Celebration of the opening of the tomb containing the body of Charles Acutis, in the Shrine of the Stripping of Assisi, on Monday of last week

A LONDON-born Italian teenager, Carlo Acutis, who died of acute leukaemia, aged 15, and who had used his computer skills to foster devo­tion to the eucharist, is to be beatified in Assisi on Saturday, becoming the modern world’s youngest prospective Roman Catholic saint.

“This is a youngster of our time: a model of holiness for the internet age,” the Bishop of Assisi-Nocera, the Most Revd Domenico Sorrentino, explained. “At a time of great excitement, but also of great disorientation, he had a mission for his peers — especially when wonderful things are achieved through a technology which unites the world, but often feeds a tumult of contradictory messages, making it difficult to find a compass of truth and love.”

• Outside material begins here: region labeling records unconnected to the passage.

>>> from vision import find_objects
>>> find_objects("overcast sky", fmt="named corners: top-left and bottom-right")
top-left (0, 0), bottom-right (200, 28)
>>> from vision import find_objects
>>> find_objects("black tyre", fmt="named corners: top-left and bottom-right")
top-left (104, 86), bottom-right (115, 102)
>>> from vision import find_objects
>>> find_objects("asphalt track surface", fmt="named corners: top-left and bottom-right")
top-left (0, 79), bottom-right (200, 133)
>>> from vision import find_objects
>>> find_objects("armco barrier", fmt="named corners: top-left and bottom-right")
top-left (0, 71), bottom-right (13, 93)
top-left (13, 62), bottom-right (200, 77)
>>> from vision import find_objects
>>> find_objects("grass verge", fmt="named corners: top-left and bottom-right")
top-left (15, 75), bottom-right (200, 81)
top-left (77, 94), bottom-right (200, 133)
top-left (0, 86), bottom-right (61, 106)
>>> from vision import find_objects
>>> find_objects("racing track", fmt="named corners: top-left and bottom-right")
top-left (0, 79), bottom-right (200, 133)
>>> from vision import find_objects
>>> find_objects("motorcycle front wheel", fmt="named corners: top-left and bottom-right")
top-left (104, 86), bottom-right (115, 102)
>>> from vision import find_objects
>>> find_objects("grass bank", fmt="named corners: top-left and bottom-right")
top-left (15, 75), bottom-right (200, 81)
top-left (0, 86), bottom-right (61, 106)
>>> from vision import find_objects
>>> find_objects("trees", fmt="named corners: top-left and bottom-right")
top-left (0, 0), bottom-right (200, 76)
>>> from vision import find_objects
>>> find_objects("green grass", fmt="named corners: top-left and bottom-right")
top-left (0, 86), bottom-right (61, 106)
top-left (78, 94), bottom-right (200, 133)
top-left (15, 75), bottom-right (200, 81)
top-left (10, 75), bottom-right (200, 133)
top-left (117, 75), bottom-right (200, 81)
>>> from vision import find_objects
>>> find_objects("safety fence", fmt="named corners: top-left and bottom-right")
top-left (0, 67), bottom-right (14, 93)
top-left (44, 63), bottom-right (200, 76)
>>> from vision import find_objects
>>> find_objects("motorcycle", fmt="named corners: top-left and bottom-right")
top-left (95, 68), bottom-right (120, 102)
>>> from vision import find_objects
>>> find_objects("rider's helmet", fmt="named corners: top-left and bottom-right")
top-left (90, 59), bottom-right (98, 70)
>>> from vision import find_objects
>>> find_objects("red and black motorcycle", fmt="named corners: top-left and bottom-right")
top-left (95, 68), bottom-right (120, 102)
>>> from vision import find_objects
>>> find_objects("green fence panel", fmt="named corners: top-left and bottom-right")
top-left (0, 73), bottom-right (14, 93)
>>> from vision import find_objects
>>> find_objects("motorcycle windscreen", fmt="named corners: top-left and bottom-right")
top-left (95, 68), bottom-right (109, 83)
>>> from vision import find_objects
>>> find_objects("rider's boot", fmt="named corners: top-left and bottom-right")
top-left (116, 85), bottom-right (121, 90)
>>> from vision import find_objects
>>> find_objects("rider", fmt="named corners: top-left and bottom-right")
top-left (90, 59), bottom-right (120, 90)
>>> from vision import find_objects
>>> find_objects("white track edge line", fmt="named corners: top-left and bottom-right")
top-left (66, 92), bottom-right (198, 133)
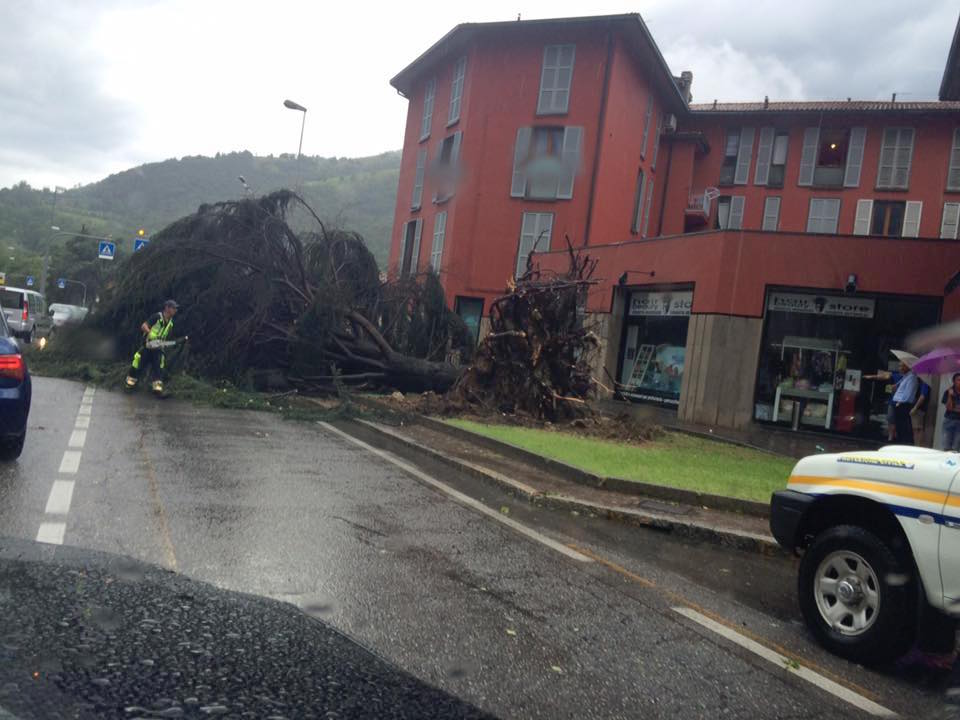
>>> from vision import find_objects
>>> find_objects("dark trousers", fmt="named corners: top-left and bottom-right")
top-left (893, 403), bottom-right (913, 445)
top-left (130, 348), bottom-right (163, 380)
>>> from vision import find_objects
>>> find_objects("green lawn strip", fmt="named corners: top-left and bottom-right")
top-left (447, 419), bottom-right (796, 502)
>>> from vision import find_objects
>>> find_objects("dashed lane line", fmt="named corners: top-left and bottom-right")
top-left (320, 422), bottom-right (593, 563)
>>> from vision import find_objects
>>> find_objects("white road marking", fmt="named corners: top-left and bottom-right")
top-left (673, 607), bottom-right (897, 718)
top-left (60, 450), bottom-right (83, 475)
top-left (45, 480), bottom-right (74, 515)
top-left (37, 523), bottom-right (67, 545)
top-left (320, 422), bottom-right (593, 562)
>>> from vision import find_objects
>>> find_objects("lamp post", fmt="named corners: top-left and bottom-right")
top-left (283, 100), bottom-right (307, 193)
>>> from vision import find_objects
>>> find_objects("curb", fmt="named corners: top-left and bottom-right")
top-left (342, 419), bottom-right (790, 557)
top-left (416, 416), bottom-right (770, 518)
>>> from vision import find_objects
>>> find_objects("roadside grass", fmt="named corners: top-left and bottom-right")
top-left (445, 419), bottom-right (796, 502)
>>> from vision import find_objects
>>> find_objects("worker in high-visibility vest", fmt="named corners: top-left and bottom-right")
top-left (127, 300), bottom-right (180, 394)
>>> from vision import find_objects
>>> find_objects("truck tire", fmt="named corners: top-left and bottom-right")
top-left (797, 525), bottom-right (918, 665)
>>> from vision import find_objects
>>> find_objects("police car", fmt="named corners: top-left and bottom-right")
top-left (770, 445), bottom-right (960, 662)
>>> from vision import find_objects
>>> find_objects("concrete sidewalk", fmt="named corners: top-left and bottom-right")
top-left (343, 420), bottom-right (786, 555)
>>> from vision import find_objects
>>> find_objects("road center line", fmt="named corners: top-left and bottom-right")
top-left (37, 523), bottom-right (67, 545)
top-left (320, 422), bottom-right (593, 562)
top-left (60, 450), bottom-right (83, 475)
top-left (45, 480), bottom-right (74, 515)
top-left (673, 607), bottom-right (897, 718)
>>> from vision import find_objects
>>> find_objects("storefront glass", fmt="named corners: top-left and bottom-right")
top-left (618, 289), bottom-right (693, 406)
top-left (754, 289), bottom-right (940, 440)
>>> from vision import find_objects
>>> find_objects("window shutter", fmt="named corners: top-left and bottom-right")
top-left (843, 128), bottom-right (867, 187)
top-left (410, 148), bottom-right (427, 210)
top-left (947, 128), bottom-right (960, 190)
top-left (557, 127), bottom-right (583, 200)
top-left (900, 200), bottom-right (923, 237)
top-left (797, 128), bottom-right (820, 187)
top-left (733, 128), bottom-right (753, 185)
top-left (761, 197), bottom-right (780, 231)
top-left (630, 168), bottom-right (646, 234)
top-left (727, 195), bottom-right (744, 230)
top-left (853, 200), bottom-right (873, 235)
top-left (640, 93), bottom-right (653, 158)
top-left (940, 203), bottom-right (960, 240)
top-left (753, 128), bottom-right (774, 185)
top-left (510, 128), bottom-right (532, 197)
top-left (643, 178), bottom-right (653, 237)
top-left (410, 218), bottom-right (423, 275)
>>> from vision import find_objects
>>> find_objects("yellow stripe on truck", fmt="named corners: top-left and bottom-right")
top-left (787, 475), bottom-right (948, 506)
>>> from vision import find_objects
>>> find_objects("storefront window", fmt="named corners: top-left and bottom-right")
top-left (618, 290), bottom-right (693, 406)
top-left (754, 290), bottom-right (940, 440)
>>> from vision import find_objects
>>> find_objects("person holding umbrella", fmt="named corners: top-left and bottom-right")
top-left (863, 350), bottom-right (930, 445)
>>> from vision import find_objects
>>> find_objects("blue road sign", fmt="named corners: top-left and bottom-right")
top-left (100, 240), bottom-right (117, 260)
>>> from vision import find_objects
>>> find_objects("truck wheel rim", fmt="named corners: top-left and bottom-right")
top-left (813, 550), bottom-right (880, 636)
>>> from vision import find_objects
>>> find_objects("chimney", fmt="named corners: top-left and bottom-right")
top-left (677, 70), bottom-right (693, 104)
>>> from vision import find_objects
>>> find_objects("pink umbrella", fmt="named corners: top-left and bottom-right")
top-left (910, 348), bottom-right (960, 375)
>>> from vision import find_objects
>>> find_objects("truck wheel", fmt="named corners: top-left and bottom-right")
top-left (798, 525), bottom-right (917, 664)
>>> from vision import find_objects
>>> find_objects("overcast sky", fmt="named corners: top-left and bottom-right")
top-left (0, 0), bottom-right (958, 187)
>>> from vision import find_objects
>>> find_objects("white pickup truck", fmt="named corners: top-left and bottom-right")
top-left (770, 445), bottom-right (960, 663)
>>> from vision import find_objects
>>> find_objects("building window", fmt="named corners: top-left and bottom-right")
top-left (400, 218), bottom-right (423, 278)
top-left (947, 128), bottom-right (960, 192)
top-left (640, 93), bottom-right (653, 158)
top-left (797, 127), bottom-right (867, 187)
top-left (877, 128), bottom-right (913, 190)
top-left (537, 45), bottom-right (576, 115)
top-left (433, 130), bottom-right (463, 203)
top-left (510, 127), bottom-right (583, 200)
top-left (420, 78), bottom-right (437, 140)
top-left (517, 213), bottom-right (553, 277)
top-left (753, 128), bottom-right (790, 187)
top-left (630, 168), bottom-right (645, 235)
top-left (761, 197), bottom-right (780, 232)
top-left (717, 195), bottom-right (744, 230)
top-left (410, 148), bottom-right (427, 210)
top-left (447, 57), bottom-right (467, 125)
top-left (430, 210), bottom-right (447, 273)
top-left (807, 198), bottom-right (840, 235)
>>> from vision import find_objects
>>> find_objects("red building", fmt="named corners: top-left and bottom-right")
top-left (390, 15), bottom-right (960, 444)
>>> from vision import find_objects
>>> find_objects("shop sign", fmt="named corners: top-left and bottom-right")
top-left (630, 290), bottom-right (693, 316)
top-left (767, 293), bottom-right (874, 319)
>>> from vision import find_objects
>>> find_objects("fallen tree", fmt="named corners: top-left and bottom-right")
top-left (450, 239), bottom-right (599, 422)
top-left (95, 190), bottom-right (471, 392)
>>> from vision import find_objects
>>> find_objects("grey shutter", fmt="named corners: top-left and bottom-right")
top-left (843, 128), bottom-right (867, 187)
top-left (410, 218), bottom-right (423, 275)
top-left (900, 200), bottom-right (923, 237)
top-left (510, 128), bottom-right (533, 197)
top-left (557, 127), bottom-right (583, 200)
top-left (853, 200), bottom-right (873, 235)
top-left (643, 177), bottom-right (653, 237)
top-left (797, 128), bottom-right (820, 187)
top-left (640, 93), bottom-right (653, 158)
top-left (761, 197), bottom-right (780, 231)
top-left (753, 128), bottom-right (774, 185)
top-left (947, 128), bottom-right (960, 190)
top-left (733, 128), bottom-right (753, 185)
top-left (727, 195), bottom-right (745, 230)
top-left (940, 203), bottom-right (960, 240)
top-left (410, 148), bottom-right (427, 210)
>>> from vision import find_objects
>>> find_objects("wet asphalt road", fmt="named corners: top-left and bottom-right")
top-left (0, 378), bottom-right (950, 718)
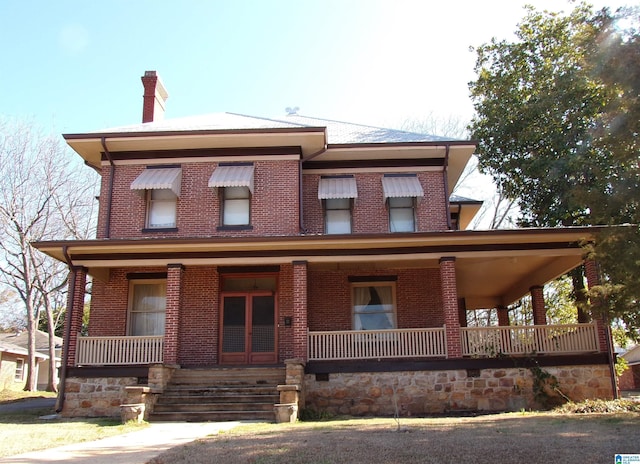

The Bishop was preaching at a service to open the tomb of Acutis (1991-2006), who will be declared blessed in the Basilica of St Francis, in Assisi, in a ceremony postponed from the spring owing to the coronavirus.

Born when his Italian mother and half-Polish father were studying and working in Britain, Acutis attended a Jesuit-run high school after his family moved back to Milan, but died suddenly on 12 October 2006, by which time he had created a website docu­ment­ing more than 100 eucharistic miracles in 17 languages (miracolieucaristici.org/en/Liste/list.html).

A beatification process was launched in 2013 for the teenager, who was reinterred last year in Santa Maria Maggiore, Assisi, and approved by Pope Francis in February after recognition of a miracle involving the cure of a Brazilian boy. In a 2019 exhortation, Christus Vivit (“Christ Lives”), the Pope said that Acutis was aware that “the whole apparatus of communications, advertising, and social networking” could be used to lull the young into an “addiction to consumerism”, but also “to transmit the gospel, and communicate values and beauty”.

A British woman who lived with the family, who were non-practising before the teenager’s death, said that Christians worldwide had found the website information disseminated by Acutis “massively affirming” during recent Covid-19 lockdowns.

“Children sometimes have very intense religious experiences which can’t be properly understood by others,” Anna Johnstone, a Cambridge University theology graduate who also acted as governess to Acutis’s twin siblings, said. “He showed how the power of the lay life rests in simple, regular devotions. If we’re forced to stay home, with churches closed, we can still find a spiritual harbour.”

Acutis will be the 69th Roman Catholic beatified by Pope Francis, who has also canonised 55 saints since his March 2013 election and sought devout role-models for young people.

A beatification process was launched on 12 September by the French diocese of Fréjus-Toulon for an eight-year-old, Anne-Gabrielle Caron, who died in 2010 after a long illness.